The DPA approved last week is with a UK SME (“XYZ”) which has not been named due to ongoing legal proceedings. Investigations had revealed the systematic use of bribes, by a substantial proportion of the company’s agents, in obtaining contracts to supply the company’s products. Specifically, 28 contracts worth a total of over £17 million were implicated. XYZ was facing charges for conspiracy to corrupt and conspiracy to bribe under section 1 of the Criminal Law Act 1977 together with failing to prevent bribery under section 7 of the Bribery Act 2010 (“UKBA”). Under the DPA, XYZ is to pay £6,201,085 in disgorgement of profits and a £352,000 financial penalty.

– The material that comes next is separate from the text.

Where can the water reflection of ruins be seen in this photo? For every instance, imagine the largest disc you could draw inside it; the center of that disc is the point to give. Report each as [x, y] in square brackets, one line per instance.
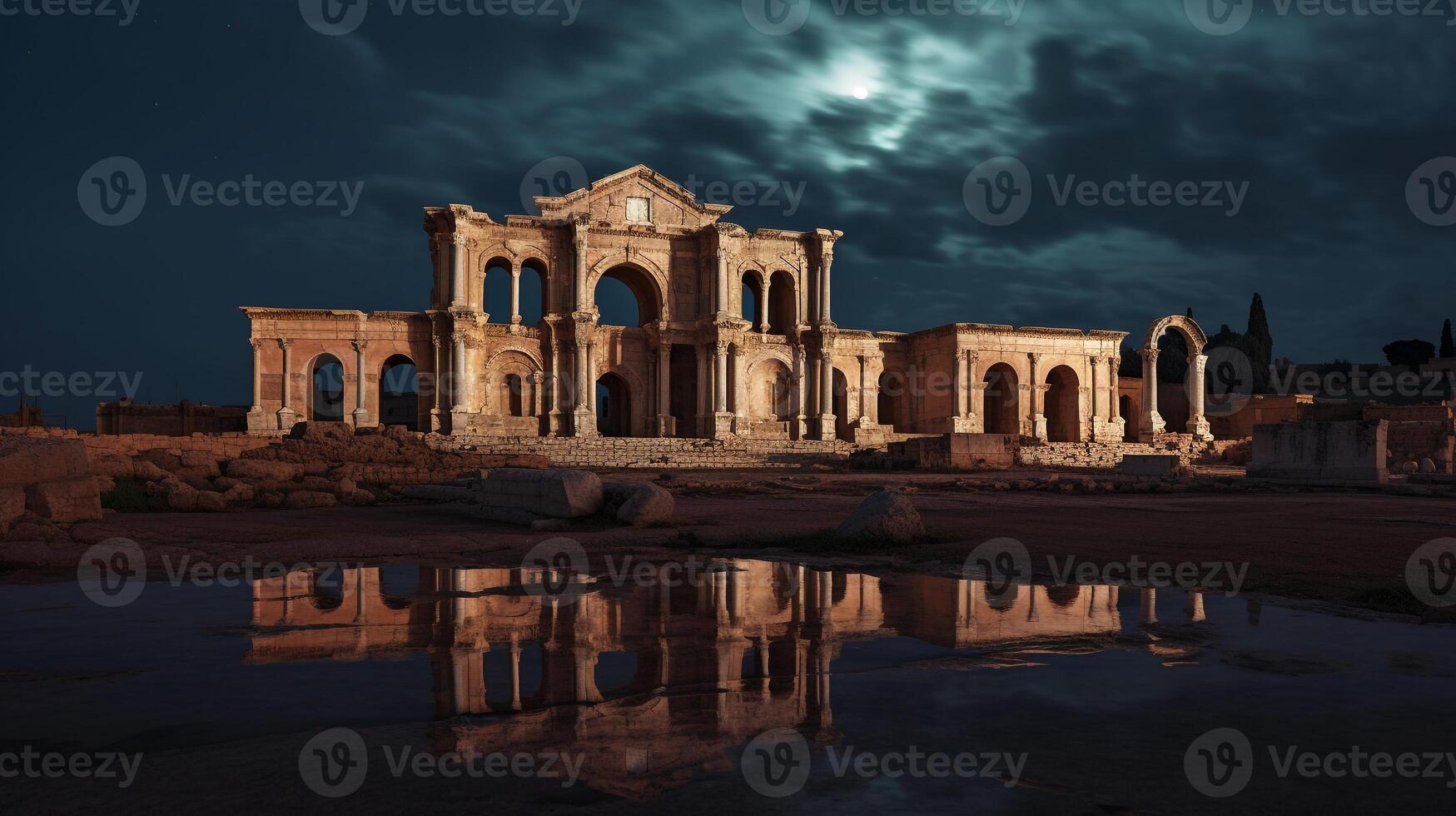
[653, 682]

The judgment is of particular interest for its comments about and emphasis on the significance of cooperation with the SFO. Despite commenting that “in terms of gravity, [the conduct] is of an entirely different order to that considered in SFO v Standard Bank,” where there was failure to prevent just a single instance of bribery, the judge was prepared to approve the DPA. He placed “very considerable weight” on the cooperation demonstrated by XYZ and commented that self-reporting and implementing effective compliance structures “must be rewarded and be seen to be worthwhile.”

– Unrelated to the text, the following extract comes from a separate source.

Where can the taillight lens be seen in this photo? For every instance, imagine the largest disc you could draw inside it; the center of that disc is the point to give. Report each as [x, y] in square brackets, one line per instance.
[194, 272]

The Value of Cooperation With the SFO

The judge described XYZ as having pursued a “genuinely proactive approach to the wrongdoing it uncovered” which “militates very much in favour of finding that a DPA is likely to be in the interest of justice.” The subject of particular comment were—

  • The Timeline: Concerns had come to light in August 2012 and a law firm was retained to undertake an investigation in early September. An initial oral report not naming XYZ was made to the SFO within a month and a meeting with the SFO took place a month later at which the lawyers confirmed that a written report would be submitted by 31 January 2013. This report, providing “comprehensive information,” was based on the results of an extensive internal investigation. XYZ continued with its investigations following the initial report, identifying all 28 of the implicated contracts to the SFO.
  • Approach to witness evidence: The DPA Code of Practice provides that cooperation includes identifying witnesses, disclosing their accounts and making them available for interview. XYZ had provided oral summaries of interviewees’ initial accounts and facilitated the interview of employees. The question of what a defendant must disclose in relation to witness interviews and the extent to which it can claim privilege and still be deemed to be cooperating with the SFO has been the subject of some uncertainty.

The Importance of Remedial Action

As a further factor weighing in favour of the DPA being in the interests of justice, the judge noted that XYZ is “a culturally different company to that which committed the offences subject to the present DPA application.” In particular, XYZ had terminated two senior employees implicated in the conduct, severed ties with suspect agents and withdrawn from two suspect potential contracts.

The Role of XYZ’s Parent Company

The position of XYZ’s (US) parent company, ABC—which had purchased XYZ in 2000—may be of some interest. In particular, the judge noted that ABC had been “entirely ignorant” of the issues at XYZ and ABC’s conduct once those issues were discovered was “beyond reproach.” Referencing the possibility of a parent becoming liable under s.7 of the UKBA for conduct of its subsidiary, the judge described an extreme example where a parent had set up a subsidiary as a vehicle through which corrupt payments might be made.

ABC had received close to £2 million in dividends from XYZ, but had done so innocently. It volunteered to pay a sum reflecting this towards XYZ’s disgorgement obligation, but the judge specifically noted that there is no obligation on an innocent parent to take such a step.